During my sophomore year of high school, I experienced a growth spurt and also gained 15 pounds. On my small, 4-foot-11-inch frame, it seemed like a staggering amount of weight, and I wanted to lose it as fast as it had come on. I joined Weight Watchers and through the program, I learned about portion sizes, the nutrients my body needed and the importance of keeping a food journal. In this journal, I recorded everything I ate, and I reviewed it regularly to keep track of my diet. I started exercising at home with aerobics videos and within three months, I lost 20 pounds and felt great.

When I went to college, I continued to exercise regularly, but with buffet-style dorm food, it was harder to maintain my healthful eating habits. On top of that, whenever I was stressed out by schoolwork, I munched on Pop-Tarts, cookies and other junk food. My weight rose steadily and in less than a year, I was back at 130 pounds.

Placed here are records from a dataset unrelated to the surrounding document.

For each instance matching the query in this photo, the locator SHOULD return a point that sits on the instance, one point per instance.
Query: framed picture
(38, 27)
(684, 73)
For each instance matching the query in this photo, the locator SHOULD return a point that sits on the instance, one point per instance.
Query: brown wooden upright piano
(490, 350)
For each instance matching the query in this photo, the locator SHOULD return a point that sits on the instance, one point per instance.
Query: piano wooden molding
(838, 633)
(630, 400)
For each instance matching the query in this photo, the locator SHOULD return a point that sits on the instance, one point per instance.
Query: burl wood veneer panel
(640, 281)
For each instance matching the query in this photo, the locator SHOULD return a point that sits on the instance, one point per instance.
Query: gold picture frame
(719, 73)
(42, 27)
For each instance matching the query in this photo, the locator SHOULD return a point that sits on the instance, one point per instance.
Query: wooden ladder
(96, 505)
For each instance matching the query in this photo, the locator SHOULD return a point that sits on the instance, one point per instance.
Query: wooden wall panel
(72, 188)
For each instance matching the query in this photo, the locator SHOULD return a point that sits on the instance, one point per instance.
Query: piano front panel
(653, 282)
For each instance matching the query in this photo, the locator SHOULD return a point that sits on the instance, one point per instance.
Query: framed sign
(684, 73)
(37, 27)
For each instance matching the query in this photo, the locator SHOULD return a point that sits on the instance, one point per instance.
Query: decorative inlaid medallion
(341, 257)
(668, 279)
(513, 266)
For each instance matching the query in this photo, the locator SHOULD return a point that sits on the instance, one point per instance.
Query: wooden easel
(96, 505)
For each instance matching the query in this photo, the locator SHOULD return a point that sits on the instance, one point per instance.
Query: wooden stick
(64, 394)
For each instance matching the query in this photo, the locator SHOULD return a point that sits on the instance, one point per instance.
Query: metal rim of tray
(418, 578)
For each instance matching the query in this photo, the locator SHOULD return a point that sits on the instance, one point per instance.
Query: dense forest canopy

Frustrated by my lack of control, I tried dieting to lose weight and when that didn't work, I started bingeing and purging. I followed this pattern for the next six years and my weight yo-yoed. Bulimia eventually took over my life, and I was purging daily. Soon, I was suffering from digestive problems and my metabolism was out of whack. One day I saw my puffy face in the mirror and I didn't recognize the person I had become. The disease had taken over my life.

I joined Overeaters Anonymous the next day and entered counseling with an eating-disorders specialist. I gradually cut back on bingeing and purging, and after six months, I completely stopped overeating and purging, which was a huge accomplishment. I finally faced the issues that had triggered my eating disorder.

I started to focus on being strong and healthy instead of on being thin. I ate four to five meals a day filled with fruits, vegetables and whole grains. Most importantly, I learned that I didn't have to deprive myself of any food - I have a small portion and savor it.

Another important change was that I stopped looking at exercise as a chore. Instead, I made it new and exciting every day by doing a variety of activities - everything from yoga and Spinning to Tae- Bo, Pilates, running and hiking. I was never bored, and with the changes of activity, my body was constantly challenged.

A year later, I had lost 20 pounds when I decided to compete in a running/biking race, something I had always wanted to do. When I placed first, I was stunned, especially considering the way I treated my body in the past. My next goal is to complete a triathlon, which I know will be a challenge, but well worth it. My triumph over bulimia has given me the strength to take on anything.